Seminar parallel computing

Term paper for the Zurich university of applied sciences seminar in parallel computing.

This paper aims to check for a possible correlation of sentiments and chosen values in a specified period. The sentiment analysis is done with the Standord Core NLP framework. For the parallel computation an own Java based Map-Reduce framework is used.

Sample Case:

  1. Analysis of given Twitter data for London
  2. Check for a possible correlation with the FTSE 100 trend in the given period


To perform a analysis three steps are needed:

  1. Configuration of the input CSV
  2. Computation of the sentiments
  3. Comperation with some values you like plotted in a nice graph

alt text

In the overview you can choose the inputfile, the output file and the File you want to compare your data with. It is also possible to launch each of the three steps and to view the log.

alt text

As configuration of the sentiment computation you have to choose a date field as well as the text field in your data. You also have to specify the in and out format of the date field. If a timestamp exists more than once after the transformation of input to output format the average value of all given data is calculated. If you like you may also enable a logging of part results, e.g. as a kind of audit trail, on each of the workers that are part of your computation.

alt text

For the final comparison of the file other data you may specify the timestamp and value field of your data and again the input and output format of the timestamp. Again, if the same timestamp has multiple values after transformation a average value is computed and displayed in the graph.

alt text

The output of your comparison may look like this.

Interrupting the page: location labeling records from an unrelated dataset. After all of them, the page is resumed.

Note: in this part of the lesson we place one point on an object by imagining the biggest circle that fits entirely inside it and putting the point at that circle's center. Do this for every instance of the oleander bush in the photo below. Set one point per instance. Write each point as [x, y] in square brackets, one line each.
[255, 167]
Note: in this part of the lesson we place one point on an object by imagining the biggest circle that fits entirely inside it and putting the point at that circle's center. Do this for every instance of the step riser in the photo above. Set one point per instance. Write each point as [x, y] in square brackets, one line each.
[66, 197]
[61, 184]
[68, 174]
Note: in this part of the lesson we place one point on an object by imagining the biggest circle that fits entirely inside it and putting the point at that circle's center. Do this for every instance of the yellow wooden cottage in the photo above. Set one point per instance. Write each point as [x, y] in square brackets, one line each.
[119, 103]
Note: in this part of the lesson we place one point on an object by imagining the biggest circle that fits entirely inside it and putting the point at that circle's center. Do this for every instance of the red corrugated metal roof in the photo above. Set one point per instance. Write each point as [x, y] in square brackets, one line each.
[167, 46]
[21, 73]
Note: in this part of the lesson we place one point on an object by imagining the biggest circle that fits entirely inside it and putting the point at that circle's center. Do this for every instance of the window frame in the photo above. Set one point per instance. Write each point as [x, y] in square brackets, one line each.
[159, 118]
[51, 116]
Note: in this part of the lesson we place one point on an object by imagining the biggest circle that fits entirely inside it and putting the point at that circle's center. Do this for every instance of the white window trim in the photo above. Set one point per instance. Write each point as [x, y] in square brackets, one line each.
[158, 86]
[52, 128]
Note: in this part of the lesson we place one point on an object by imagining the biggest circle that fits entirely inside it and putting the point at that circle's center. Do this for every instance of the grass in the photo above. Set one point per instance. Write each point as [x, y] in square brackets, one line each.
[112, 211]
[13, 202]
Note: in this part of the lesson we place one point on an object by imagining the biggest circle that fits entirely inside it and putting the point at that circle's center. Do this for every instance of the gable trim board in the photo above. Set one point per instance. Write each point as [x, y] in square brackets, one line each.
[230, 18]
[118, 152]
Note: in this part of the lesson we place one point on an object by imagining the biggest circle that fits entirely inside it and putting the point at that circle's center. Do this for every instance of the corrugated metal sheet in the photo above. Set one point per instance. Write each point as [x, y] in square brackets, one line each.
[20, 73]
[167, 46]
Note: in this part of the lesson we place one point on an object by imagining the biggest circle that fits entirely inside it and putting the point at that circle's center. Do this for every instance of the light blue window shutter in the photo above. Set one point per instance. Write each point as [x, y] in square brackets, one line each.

Just download and have some fun ;)


Stanford Core NLP

A older term paper is used for map-reduce



This term paper is free software: You can redistribute it and/or modify it under the terms of the GNU General Public License as published by the Free Software Foundation, either version 2 of the License, or (at your option) any later version.

The file is distributed in the hope that it will be useful, but WITHOUT ANY WARRANTY; without even the implied warranty of MERCHANTABILITY or FITNESS FOR A PARTICULAR PURPOSE. See the GNU General Public License for more details.